On checking the vpxd-profiler logs for this session ID, you will be able to identify the source of these requests.

find -iname "vpxd-profiler*" -type f -exec grep -H "528e3844-fedb-81e7-d16f-ed69d7afe36a" {} \; | grep "ClientIP" | head -n 5

./vpxd-profiler-421.log:--> /SessionStats/SessionPool/Session/Id='528e3844-fedb-81e7-d16f-ed69d7afe36a'/Username='VSPHERE.LOCAL\Administrator'/ClientIP='<IP-Client>'/SessionView/Container/total 233
./vpxd-profiler-421.log:--> /SessionStats/SessionPool/Session/Id='528e3844-fedb-81e7-d16f-ed69d7afe36a'/Username='VSPHERE.LOCAL\Administrator'/ClientIP='<IP-Client>'/PropertyCollector/ReadLocked/total 0
./vpxd-profiler-421.log:--> /SessionStats/SessionPool/Session/Id='528e3844-fedb-81e7-d16f-ed69d7afe36a'/Username='VSPHERE.LOCAL\Administrator'/ClientIP='<IP-Client>'/PropertyCollector/QueuedOpsCount/total 0
./vpxd-profiler-421.log:--> /SessionStats/SessionPool/Session/Id='528e3844-fedb-81e7-d16f-ed69d7afe36a'/Username='VSPHERE.LOCAL\Administrator'/ClientIP='<IP-Client>'/PropertyCollector/TriggeredFiltersCount/total 0
./vpxd-profiler-421.log:--> /SessionStats/SessionPool/Session/Id='528e3844-fedb-81e7-d16f-ed69d7afe36a'/Username='VSPHERE.LOCAL\Administrator'/ClientIP='<IP-Client>'/PropertyCollector/NullCollectorCount/total 0

Resolution

To resolve this issue, please reach out to your external monitoring tools Vendor (for example, Logic Monitor). The container views need to be destroyed after use.

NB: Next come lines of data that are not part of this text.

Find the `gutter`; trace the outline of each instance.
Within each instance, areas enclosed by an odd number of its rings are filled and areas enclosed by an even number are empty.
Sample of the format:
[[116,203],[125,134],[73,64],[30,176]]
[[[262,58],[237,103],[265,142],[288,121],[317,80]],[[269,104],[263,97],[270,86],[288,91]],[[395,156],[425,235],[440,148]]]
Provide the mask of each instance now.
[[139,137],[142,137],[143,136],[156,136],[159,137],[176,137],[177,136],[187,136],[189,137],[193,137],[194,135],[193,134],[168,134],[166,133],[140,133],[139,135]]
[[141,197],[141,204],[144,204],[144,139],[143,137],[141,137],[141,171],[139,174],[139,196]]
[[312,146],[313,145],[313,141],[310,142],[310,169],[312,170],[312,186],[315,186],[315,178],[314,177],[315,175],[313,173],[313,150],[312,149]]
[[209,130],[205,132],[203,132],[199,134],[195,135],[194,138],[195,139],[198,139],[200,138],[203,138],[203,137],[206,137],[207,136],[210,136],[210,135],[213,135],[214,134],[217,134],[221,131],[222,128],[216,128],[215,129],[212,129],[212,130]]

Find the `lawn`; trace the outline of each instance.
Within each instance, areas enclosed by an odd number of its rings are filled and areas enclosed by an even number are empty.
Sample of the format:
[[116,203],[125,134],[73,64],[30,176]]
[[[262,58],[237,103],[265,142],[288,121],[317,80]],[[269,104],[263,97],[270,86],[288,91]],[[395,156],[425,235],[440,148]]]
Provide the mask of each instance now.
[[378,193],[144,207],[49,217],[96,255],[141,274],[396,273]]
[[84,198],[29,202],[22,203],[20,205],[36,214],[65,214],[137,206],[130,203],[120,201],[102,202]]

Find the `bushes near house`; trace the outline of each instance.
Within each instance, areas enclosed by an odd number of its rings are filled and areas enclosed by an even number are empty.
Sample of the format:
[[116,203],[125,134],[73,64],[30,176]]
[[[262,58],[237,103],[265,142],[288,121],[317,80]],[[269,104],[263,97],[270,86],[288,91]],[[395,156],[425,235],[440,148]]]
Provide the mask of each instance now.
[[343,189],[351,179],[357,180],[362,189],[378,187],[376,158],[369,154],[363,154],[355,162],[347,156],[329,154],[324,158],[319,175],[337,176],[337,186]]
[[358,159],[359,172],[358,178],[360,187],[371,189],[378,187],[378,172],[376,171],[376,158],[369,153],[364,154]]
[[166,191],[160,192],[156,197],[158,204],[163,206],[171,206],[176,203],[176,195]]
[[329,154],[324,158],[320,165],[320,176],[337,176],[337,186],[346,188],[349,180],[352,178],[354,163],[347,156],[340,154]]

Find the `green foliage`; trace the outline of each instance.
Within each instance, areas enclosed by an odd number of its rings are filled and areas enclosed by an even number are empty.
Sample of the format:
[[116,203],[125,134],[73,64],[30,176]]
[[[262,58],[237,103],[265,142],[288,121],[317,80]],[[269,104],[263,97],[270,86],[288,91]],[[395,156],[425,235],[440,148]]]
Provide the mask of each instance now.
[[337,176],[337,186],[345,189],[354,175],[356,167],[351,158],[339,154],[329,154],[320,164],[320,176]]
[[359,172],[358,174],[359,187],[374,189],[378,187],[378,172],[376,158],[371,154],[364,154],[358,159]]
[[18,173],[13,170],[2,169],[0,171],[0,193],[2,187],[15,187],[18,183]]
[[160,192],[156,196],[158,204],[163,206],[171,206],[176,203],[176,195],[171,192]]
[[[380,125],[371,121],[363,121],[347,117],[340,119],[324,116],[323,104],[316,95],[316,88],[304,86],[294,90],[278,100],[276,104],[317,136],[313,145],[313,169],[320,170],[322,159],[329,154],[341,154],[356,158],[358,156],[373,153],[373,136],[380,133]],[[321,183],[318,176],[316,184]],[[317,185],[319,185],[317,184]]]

Refer the Document below :
https://www.vmware.com/content/dam/digitalmarketing/vmware/en/pdf/techpaper/performance/vcenter-api-perf-best-practices.pdf
"When creating a View object to monitor Inventory, you should destroy the View after use to avoid memory accumulation in the vCenter."